My bags aren’t exactly packed yet, but I’ve booked my flights for an April trip to Botswana. The Principal of Maru a Pula, at which I taught ten years ago, has invited me to do some unpaid tech consulting as the school attempts to make another leap forward in that department.
I have laid out an ambitious set of goals for the ten-day trip. Air travel will consume three of the days, and the adjustment to the ten-hour time difference who knows how long! My specific tasks include:
- Assess feeder primary school technology instruction, in order to determine what skills entering Maru a Pula students possess.
- Evaluate vendor proposals for computer lab upgrades.
- Determine the most efficient and cost-effective means to improve the school’s Internet connection.
- Assess the teachers’ readiness to participate in a faculty laptop program.
- Install a CMS-based web site to replace the current site.
- Provide whatever tech support and training I can given the limited time.
The biggest obstacle up to this point is the school’s Internet connection. Slow development is a cliché in Africa, but Botswana has little excuse for the current state of affairs. It has had a modern telecommunications infrastructure, healthy economy, and peaceful democracy for years. I’m not exactly sure why high-speed access is still so hard to get. They only just made the leap from dial-up to ISDN last year. As a result, email is okay, web browsing is a challenge, and streaming media and VOIP are impossible.

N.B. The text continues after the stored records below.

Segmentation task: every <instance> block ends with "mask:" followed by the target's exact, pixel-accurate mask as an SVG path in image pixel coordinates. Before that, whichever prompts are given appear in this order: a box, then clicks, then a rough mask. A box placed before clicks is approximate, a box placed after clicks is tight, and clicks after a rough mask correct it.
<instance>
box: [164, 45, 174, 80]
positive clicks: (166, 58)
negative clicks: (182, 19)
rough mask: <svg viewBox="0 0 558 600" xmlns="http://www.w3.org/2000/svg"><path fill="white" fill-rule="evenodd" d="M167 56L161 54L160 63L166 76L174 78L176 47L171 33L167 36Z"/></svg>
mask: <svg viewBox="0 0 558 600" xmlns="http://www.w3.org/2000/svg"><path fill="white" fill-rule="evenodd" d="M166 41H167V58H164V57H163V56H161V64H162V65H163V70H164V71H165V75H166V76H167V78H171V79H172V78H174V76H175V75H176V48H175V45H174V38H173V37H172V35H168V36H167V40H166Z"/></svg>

The school’s computer labs are in dire need of upgrade, but the school needs a sustainable replacement plan even more than that. A new development levy assessed to families on top of tuition may provide the funds needed to set up a predictable replacement schedule for computer hardware and software licenses.
I hope to introduce the school to Linux-based lab computing while I am there. It is a lot more consistent with the principles of extending hardware usefulness and reducing software costs, but I will need to make sure that the current technology staff and local consultants have the necessary expertise. Unfortunately, the current lab replacement proposals on the table do not include a Linux option.
Ten years ago, I did not take such a close look at the city’s primary schools, so I will learn a lot in that aspect of this trip.
I’ll have plenty of time to describe other plans for this trip before April, especially as they become more firm! Suffice it for now to say that I’m really excited to make my first trip there since 2000 and soak in the beauty and love of Botswana. A week will be too short, I already know.